Media obiegła informacja o wywiadzie jaki udzielił Prymas Polski abp Wojciech Polak „Tygodnikowi Powszechnemu”. Dlaczego właśnie tam? Zobaczmy to w szerszym kontekście…
Wieloletni redaktor naczelny, a obecnie redaktor senior TP, od 2011 roku miał zakaz publicznego wypowiadania się. Zakaz ów nałożony został przez Zgromadzenie Księży Marianów po wypowiedziach ks. Bonieckiego na temat obecności krzyża w Sejmie m. in. w programie Moniki Olejnik „Kropka nad i” oraz w tygodniku „Wprost”. Kapłan ten mógł pisać tylko do „Tygodnika Powszechnego”.
Po cofnięciu zakazu przez nowego prowincjała niedawno ks. Boniecki udzielił pierwszego wywiadu. Gdzie? W TVN 24. Twierdzi w nim na przykład, że Kościół jest PiS-owski. Hm…
To prawda, że politycy PiS deklarują wielokrotnie oddanie modlitwie, wyznanie katolickie, ale nie można powiedzieć, że Kościół jest PiS-owski! Nadanie takiego miana Kościołowi katolickiemu w Polsce jest niepokojące albo mówiąc słowami ks. Bonieckiego… ‘przeraża’. Czy chodzi bardziej o sporą nutę szyderstwa wobec działalności o. Rydzyka, czy o jego troskę o Kościół, należy samemu ocenić, najlepiej zapoznawszy się z TVN-owskim programem „Czarno na białym”. Jak rozumieć fakt, że jakiś kapłan po zdjęciu sześcioletniego zakazu wypowiadania się publicznego, idzie i udziela pierwszego wywiadu dla TVN? Telewizji, która przecież wielokrotnie atakowała Kościół katolicki, starała się go ośmieszać na różne sposoby…
Niedługo po wspomnianym wywiadzie Prymas Polski udzielił wywiadu „Tygodnikowi Powszechnemu”. Dlaczego? Przecież katolickość owego periodyku tyle razy była stawiana pod znakiem zapytania i to świetle rzetelnych argumentów! Słowa, jakie padają z ust Prymasa w tym wywiadzie są bardzo kompatybilne ze słowami ks. Bonieckiego. Mocno wybrzmiewa wspólna narracja, zwłaszcza w wizji Kościoła, który – jak mówią „nie ma się mieszać do polityki”. Patrząc na sens tego zdania, można stwierdzić, że jest ono samo w sobie właściwie dość… polityczne. Hm…

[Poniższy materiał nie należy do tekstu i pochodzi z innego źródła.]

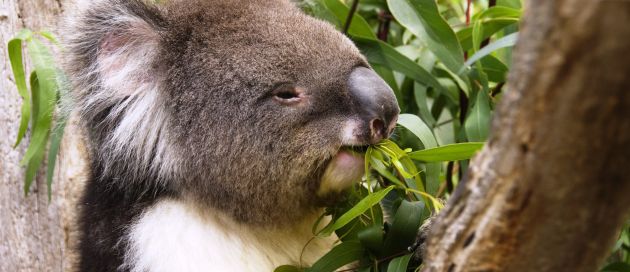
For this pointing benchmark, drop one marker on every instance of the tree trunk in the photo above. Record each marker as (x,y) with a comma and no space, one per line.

Idźmy dalej… Ksiądz arcybiskup wyraża także swój pogląd na temat sprawy przyjmowania prze Polskę uchodźców: „…Że Chrystus cierpi w uchodźcach i musimy się na tych uchodźców otworzyć. Że nie chodzi o zwyczajne otwarcie granic bez żadnej kontroli, ale mądrą, systemową pomoc, którą możemy i powinniśmy dać, i która nie będzie dla nas żadnym zagrożeniem. […] Nie sądzę, by sytuacja była tak zabetonowana, że Kościół będzie mówił swoje, a dalej będzie beznadziejnie.”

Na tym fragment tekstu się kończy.